I had a humbling day at the park. I hosted another big park wedding work day with the Everett Gospel Mission. We had around 20 women there, we've got about 10 acres of dandelions, so we put a dent in the work but not much! The women who came today have nothing, or at least not much. They have a good spirit and big hearts. But they also have stories, ones I don't want to ask about. It reminds me of how much I have. It's almost hard to be around them-I drove my leather seated SUV to the grocery after and bought whatever we needed. I filled the tank up with gas, I didn't have to ration my money. I try not to buy too much, rarely buy clothes for any of us and I've cut back on fancy stuff from the store-like expensive cheese and prepackaged foods. But, I didn't have to pick between groceries or gas. Or, groceries or health insurance.

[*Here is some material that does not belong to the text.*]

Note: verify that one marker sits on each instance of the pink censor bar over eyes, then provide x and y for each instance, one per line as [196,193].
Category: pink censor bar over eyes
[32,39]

As a parent, I'm torn. I recognize my kids have more than the need, but isn't that what you want for your kids? To have more than you had. On one hand, I want them to appreciate what they've got and yet also want to give them anything they ask for, if we can afford it. I could buy a new toy for the kids, or push them on the swing for free entertainment.
In the long run, I think it's more important to teach, "No," and let your kids go without. I don't want my children to take things for granted, but I want them to have any opportunity for success that comes to them. I also want to share what we've got with people who don't. Time to sort through the toys and donate them to the mission. Along with my maternity clothes, I don't need those anymore!